This conventional wisdom was right, up to a point. The trouble is, we’re just now passing that point.

Obama’s job approval rating, in the RealClearPolitics average of polls, has risen from about 44 percent approve/51 percent disapprove on Labor Day 2011 to an even 47/47 today. Perhaps it will sink back down over the next seven months. Or perhaps not. The economy may continue to get a bit better, foreign policy disasters may not manifest themselves over the next seven months, and Obama may be a good enough candidate to rewrite the history of his first term and get to the crucial 50 percent level.

What’s more, a Republican campaign that is mostly backward-looking sniping at the Obama first term won’t do much to portray Republicans in a good light. On Labor Day, Obama and Mitt Romney were just about tied around 45 percent in ballot tests. Now Obama leads by about 48 percent to 43. Perhaps that’s just the damage done by the primary campaign. But what if it’s the result of getting to know the candidates better? What’s more, as the general election campaign heats up, swing voters may decide Obama’s more radical inclinations in a second term would be checked by a Republican House and a Supreme Court that isn’t on Obama’s side—and be reassured enough to return the incumbent for four more years.

That is, after all, what voters usually do (e.g., 1984, 1996, and 2004).
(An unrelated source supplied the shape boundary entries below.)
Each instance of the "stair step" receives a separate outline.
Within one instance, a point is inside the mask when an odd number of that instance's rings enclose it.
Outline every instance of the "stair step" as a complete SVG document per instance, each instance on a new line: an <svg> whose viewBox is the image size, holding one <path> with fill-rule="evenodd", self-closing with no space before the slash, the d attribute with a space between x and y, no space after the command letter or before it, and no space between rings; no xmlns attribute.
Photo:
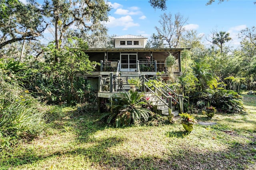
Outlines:
<svg viewBox="0 0 256 170"><path fill-rule="evenodd" d="M160 112L158 112L158 113L160 114L166 115L169 115L169 111L168 111L168 109L164 109L164 110L158 110L158 111L162 111L161 113L160 113ZM179 112L180 112L179 111L175 110L174 111L172 111L172 114L174 115L174 116L177 116L179 115L179 113L180 113Z"/></svg>

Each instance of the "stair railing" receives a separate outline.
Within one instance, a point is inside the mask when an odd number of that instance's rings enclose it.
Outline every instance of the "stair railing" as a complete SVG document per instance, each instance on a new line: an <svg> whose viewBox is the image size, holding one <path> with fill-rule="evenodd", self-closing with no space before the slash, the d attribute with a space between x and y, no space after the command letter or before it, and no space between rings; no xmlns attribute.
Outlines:
<svg viewBox="0 0 256 170"><path fill-rule="evenodd" d="M146 78L144 77L144 81L146 82L148 82L149 81L147 79L146 79ZM148 89L148 90L149 90L151 93L153 93L153 94L154 94L156 96L156 97L158 98L158 99L159 99L160 101L161 101L165 105L166 105L168 108L170 109L170 110L171 110L171 113L172 113L172 99L173 98L171 96L167 96L164 93L163 93L163 92L158 87L157 87L156 86L154 85L152 85L152 86L153 87L154 87L154 90L152 89L150 87L149 87L146 84L145 84L144 83L144 85L146 88ZM159 91L159 92L160 92L162 95L164 96L165 97L168 99L168 104L166 103L166 101L164 101L164 100L163 100L162 99L162 97L161 97L160 96L159 96L159 95L158 95L157 93L156 93L157 92L157 91Z"/></svg>
<svg viewBox="0 0 256 170"><path fill-rule="evenodd" d="M140 62L139 60L138 60L137 62L137 68L138 68L138 73L139 75L140 75Z"/></svg>
<svg viewBox="0 0 256 170"><path fill-rule="evenodd" d="M149 81L147 79L145 78L144 76L142 76L142 77L144 77L144 82ZM157 81L159 81L159 80L157 80ZM154 89L153 90L153 89L152 89L150 88L150 87L148 87L148 86L145 83L144 83L144 85L145 86L145 87L150 92L151 92L152 93L154 93L155 95L156 95L156 96L158 98L160 99L160 100L162 102L163 102L165 105L166 105L166 106L167 106L167 107L168 107L169 108L170 108L171 111L172 112L172 101L173 100L176 101L177 104L179 105L180 112L180 113L183 112L184 111L183 111L183 102L182 95L179 95L177 94L173 90L170 89L169 87L166 86L166 85L165 85L164 83L163 83L162 81L160 81L160 82L162 83L162 85L164 86L165 87L167 88L168 90L170 90L170 91L172 91L172 92L175 95L177 95L179 97L178 101L177 101L176 99L175 99L172 96L170 95L170 94L168 93L168 92L166 91L165 90L164 90L164 89L162 88L161 87L156 87L156 85L155 85L152 84L152 86L154 87ZM165 101L164 101L164 100L163 100L162 99L162 97L161 97L159 96L159 95L158 95L157 93L157 91L159 92L162 94L162 96L163 96L164 97L168 99L168 104L166 103Z"/></svg>

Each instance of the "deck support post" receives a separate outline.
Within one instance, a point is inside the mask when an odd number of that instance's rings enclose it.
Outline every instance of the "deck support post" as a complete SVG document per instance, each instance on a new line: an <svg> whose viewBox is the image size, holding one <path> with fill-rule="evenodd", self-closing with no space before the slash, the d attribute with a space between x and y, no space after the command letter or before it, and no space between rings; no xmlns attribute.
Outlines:
<svg viewBox="0 0 256 170"><path fill-rule="evenodd" d="M114 82L114 90L115 91L117 91L117 79L118 79L118 75L117 74L116 74L115 75L115 81Z"/></svg>
<svg viewBox="0 0 256 170"><path fill-rule="evenodd" d="M141 75L141 91L142 92L145 92L146 89L145 89L145 75Z"/></svg>
<svg viewBox="0 0 256 170"><path fill-rule="evenodd" d="M103 71L103 60L100 60L100 72Z"/></svg>
<svg viewBox="0 0 256 170"><path fill-rule="evenodd" d="M179 95L179 102L180 102L180 113L184 113L183 110L183 95Z"/></svg>
<svg viewBox="0 0 256 170"><path fill-rule="evenodd" d="M114 73L113 72L110 73L109 74L110 76L110 82L109 82L109 91L110 93L113 93L113 75Z"/></svg>
<svg viewBox="0 0 256 170"><path fill-rule="evenodd" d="M102 75L99 75L99 83L98 83L98 89L99 92L101 92L102 91L102 85L101 85L101 77Z"/></svg>
<svg viewBox="0 0 256 170"><path fill-rule="evenodd" d="M156 60L154 61L154 65L155 65L155 71L157 71L157 65L156 65Z"/></svg>
<svg viewBox="0 0 256 170"><path fill-rule="evenodd" d="M153 75L153 79L154 80L156 80L156 75ZM155 89L155 93L157 93L157 90L156 89L156 88L154 88L154 89Z"/></svg>
<svg viewBox="0 0 256 170"><path fill-rule="evenodd" d="M171 109L171 113L172 113L172 97L168 96L168 105L169 108ZM169 112L169 110L168 111Z"/></svg>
A conventional, cautious, backward-looking GOP effort against President Obama is as likely to produce a close reelection for the president as a close defeat. The two recent occasions on which an incumbent has been defeated were in 1980 and 1992. But the country isn’t going to be in manifest meltdown, at home or abroad, as it was on Election Day 1980. And Obama’s only been in office four years; there isn’t yet the kind of exhaustion after 12 years of Reagan and Bush that marked 1992. So Republicans would be making a mistake if they spent the fall simply assuming, or hoping, that the late break will be sharply against the incumbent, as in 1980, or that the incumbent’s rally will fall short, as in 1992. Election Day this year could look more like 2004—a narrow victory for a not-too-popular but not-too-unpopular incumbent.
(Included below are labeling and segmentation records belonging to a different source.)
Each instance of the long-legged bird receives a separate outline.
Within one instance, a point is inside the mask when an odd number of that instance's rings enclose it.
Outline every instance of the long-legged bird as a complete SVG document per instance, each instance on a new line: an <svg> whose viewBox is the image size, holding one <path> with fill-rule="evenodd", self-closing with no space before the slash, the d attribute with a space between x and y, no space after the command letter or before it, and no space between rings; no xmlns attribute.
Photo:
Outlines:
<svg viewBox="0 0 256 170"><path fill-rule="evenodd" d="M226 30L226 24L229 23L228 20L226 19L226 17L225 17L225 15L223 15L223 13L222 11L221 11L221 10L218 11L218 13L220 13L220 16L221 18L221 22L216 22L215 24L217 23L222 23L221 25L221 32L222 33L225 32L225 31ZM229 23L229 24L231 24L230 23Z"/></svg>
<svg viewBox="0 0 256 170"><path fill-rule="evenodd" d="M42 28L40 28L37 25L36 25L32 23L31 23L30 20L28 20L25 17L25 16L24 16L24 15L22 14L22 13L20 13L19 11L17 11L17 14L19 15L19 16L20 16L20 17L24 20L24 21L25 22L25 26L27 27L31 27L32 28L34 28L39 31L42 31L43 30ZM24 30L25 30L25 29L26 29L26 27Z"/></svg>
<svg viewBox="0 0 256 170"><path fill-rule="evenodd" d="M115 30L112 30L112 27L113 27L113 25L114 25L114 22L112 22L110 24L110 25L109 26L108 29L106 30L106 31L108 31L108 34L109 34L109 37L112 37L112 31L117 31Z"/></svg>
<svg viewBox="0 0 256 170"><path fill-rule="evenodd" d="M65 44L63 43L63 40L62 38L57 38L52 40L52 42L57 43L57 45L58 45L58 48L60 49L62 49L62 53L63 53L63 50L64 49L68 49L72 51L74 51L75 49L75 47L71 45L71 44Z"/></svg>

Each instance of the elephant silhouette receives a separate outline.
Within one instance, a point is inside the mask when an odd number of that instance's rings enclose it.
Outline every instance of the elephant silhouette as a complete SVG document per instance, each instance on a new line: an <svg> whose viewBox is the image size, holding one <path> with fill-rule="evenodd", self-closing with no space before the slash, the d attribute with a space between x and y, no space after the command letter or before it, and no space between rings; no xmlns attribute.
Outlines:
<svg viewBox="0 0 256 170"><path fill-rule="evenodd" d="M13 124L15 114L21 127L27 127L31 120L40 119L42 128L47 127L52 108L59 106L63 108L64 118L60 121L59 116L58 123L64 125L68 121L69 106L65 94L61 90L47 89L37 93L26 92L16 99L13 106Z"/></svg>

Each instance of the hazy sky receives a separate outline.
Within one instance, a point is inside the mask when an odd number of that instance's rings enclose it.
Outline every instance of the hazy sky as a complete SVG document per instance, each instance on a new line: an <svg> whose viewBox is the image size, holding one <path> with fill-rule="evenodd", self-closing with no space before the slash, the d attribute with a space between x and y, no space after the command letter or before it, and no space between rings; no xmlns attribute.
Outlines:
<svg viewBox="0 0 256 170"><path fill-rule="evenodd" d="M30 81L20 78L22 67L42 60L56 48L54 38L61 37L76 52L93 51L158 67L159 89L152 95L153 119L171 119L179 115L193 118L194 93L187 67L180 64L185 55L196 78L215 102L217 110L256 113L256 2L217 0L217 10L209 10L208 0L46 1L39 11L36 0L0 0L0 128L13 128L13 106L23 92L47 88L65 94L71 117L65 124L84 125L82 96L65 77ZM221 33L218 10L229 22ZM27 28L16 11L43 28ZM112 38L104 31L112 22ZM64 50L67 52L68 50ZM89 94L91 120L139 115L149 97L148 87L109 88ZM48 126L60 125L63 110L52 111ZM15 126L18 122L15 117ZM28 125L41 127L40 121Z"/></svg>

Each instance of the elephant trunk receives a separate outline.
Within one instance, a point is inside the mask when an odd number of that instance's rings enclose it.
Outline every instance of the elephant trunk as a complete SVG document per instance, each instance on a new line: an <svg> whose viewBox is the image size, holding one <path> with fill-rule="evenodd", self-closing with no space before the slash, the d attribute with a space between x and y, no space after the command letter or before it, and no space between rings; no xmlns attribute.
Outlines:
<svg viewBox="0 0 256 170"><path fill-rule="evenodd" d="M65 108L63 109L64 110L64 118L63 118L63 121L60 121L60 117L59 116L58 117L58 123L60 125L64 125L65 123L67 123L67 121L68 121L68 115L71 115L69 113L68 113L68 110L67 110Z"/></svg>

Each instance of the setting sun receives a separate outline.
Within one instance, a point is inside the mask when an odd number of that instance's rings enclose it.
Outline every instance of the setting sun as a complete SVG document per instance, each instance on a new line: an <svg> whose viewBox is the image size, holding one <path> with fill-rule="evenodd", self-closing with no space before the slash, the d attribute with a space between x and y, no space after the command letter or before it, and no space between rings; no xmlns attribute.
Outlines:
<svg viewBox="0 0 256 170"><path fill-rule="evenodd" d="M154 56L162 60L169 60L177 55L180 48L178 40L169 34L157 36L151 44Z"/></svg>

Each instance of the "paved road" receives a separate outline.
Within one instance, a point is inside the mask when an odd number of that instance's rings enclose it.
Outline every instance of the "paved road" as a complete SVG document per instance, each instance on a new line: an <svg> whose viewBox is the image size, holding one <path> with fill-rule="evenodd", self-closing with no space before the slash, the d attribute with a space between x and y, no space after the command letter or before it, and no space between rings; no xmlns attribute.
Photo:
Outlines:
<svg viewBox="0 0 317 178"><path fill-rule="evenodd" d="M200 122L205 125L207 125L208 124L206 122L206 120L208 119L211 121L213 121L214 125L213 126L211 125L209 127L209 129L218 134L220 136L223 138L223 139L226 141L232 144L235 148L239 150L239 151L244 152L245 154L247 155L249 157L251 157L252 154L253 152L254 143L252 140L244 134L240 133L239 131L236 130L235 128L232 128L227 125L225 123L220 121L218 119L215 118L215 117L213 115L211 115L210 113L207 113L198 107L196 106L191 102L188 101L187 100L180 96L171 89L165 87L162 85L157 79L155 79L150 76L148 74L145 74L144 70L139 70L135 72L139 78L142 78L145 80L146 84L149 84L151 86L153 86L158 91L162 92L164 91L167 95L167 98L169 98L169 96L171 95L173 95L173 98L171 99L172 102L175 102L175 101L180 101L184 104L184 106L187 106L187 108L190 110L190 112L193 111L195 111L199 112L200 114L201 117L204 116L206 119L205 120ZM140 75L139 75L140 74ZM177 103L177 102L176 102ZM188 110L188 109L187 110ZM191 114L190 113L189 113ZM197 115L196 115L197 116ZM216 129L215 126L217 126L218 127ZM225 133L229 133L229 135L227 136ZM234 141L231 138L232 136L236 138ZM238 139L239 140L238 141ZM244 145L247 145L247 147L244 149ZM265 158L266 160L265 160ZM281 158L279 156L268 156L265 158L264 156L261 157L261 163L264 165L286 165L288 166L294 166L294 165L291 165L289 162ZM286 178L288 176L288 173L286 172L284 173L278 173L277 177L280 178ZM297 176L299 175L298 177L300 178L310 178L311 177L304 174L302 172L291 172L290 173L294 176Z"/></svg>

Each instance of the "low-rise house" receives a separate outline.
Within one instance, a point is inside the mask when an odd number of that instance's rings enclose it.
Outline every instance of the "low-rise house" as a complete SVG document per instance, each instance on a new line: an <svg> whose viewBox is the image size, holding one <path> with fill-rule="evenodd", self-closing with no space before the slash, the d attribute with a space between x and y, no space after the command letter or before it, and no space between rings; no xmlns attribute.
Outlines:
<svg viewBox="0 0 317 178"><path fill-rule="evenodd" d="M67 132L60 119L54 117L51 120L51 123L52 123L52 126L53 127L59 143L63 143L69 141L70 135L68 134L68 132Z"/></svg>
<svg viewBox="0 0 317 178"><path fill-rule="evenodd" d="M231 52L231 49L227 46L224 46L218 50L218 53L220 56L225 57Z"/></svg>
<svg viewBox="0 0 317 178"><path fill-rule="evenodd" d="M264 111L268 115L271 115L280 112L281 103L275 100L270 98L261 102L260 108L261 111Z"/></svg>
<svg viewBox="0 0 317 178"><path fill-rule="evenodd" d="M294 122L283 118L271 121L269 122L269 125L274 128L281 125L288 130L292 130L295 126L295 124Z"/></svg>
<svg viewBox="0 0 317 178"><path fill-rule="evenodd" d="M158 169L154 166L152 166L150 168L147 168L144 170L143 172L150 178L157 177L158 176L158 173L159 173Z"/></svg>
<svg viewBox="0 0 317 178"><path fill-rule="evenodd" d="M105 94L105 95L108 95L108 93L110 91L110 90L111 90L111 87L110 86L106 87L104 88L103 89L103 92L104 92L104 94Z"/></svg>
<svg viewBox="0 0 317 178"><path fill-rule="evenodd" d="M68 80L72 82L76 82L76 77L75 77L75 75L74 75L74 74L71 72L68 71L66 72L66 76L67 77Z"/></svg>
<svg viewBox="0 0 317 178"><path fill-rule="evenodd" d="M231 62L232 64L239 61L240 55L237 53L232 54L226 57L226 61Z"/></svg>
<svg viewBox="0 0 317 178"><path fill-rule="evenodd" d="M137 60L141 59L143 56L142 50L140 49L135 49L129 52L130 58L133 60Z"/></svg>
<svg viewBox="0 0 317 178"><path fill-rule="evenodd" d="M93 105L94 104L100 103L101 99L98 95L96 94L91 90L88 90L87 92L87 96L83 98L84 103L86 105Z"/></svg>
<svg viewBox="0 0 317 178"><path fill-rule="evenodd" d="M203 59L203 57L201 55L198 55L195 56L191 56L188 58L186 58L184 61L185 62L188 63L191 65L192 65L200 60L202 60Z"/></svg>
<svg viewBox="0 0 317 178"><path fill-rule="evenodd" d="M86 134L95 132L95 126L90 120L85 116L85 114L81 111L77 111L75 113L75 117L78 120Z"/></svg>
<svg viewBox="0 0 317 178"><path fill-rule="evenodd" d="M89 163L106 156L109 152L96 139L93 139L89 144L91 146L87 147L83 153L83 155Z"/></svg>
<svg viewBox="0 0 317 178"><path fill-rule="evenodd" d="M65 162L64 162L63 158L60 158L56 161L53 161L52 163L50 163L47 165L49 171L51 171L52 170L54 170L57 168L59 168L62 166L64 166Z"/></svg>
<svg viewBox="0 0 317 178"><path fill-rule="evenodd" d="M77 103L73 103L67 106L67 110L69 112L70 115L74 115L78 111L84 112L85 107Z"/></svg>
That’s especially the case if the GOP candidate runs a campaign like John Kerry’s in 2004. Which is where the conventional wisdom among consultants is leading him. The campaign was backward-looking, biographical, and lacking in broad themes. Such campaigns degenerate into endless sniping about various misstatements and gaffes by both candidates, and put great emphasis on tactical moves and get-out-the-vote trench warfare in key states. And, to repeat: Obama could win such a campaign.

What’s the alternative? A forward-looking campaign, more like Reagan’s in 1980 and Clinton’s in 1992. Reagan and Clinton didn’t simply depend on unhappiness with the incumbent. They elaborated a different, and they claimed better, path ahead for the country.

Can the Republican nominee do this in 2012? Can he explain how an Obama second term would be even more dangerous and damaging than the Obama first term has been? Can he explain that we’re heading off a cliff of debt and deficit if Obama’s fiscal policies are allowed to continue? Can his campaign make vivid the harm Obama’s tax hikes and regulations will do to the economy, and Obama-care to our health care system and our country? Can he explain what a second term of Obama judicial appointments will do to our courts? Can he explain the damage an Obama second term will do to self-government, and limited government, and constitutional government in America? Can he conduct a campaign that describes how much more dangerous the world might look in 2016 if we continue Obama’s foreign and defense policies? Can the Republican campaign present a choice of paths for the future, à la Paul Ryan’s budget and his explanation of it, rather than simply complain about the recent past and the difficult present?

Republicans will need to run a campaign that explains. Explanation—as opposed to denunciation of others, or celebration of self—hasn’t much characterized the campaign of the likely Republican nominee, Mitt Romney, so far. But if Romney—assuming he’s the nominee—can’t lift his general election campaign above the level of the primary contest, he’s likely to lose.

The good news is that Romney is capable of turning around an enterprise that’s likely to fail. The bad news is that it’s harder to turn one around if the failure isn’t yet obvious. The irony is that a Romney victory in the primaries will then pose the ultimate test of his ability as a turnaround artist. We trust, for the sake of the country, that he’ll be tough and determined and self-critical enough to do the job.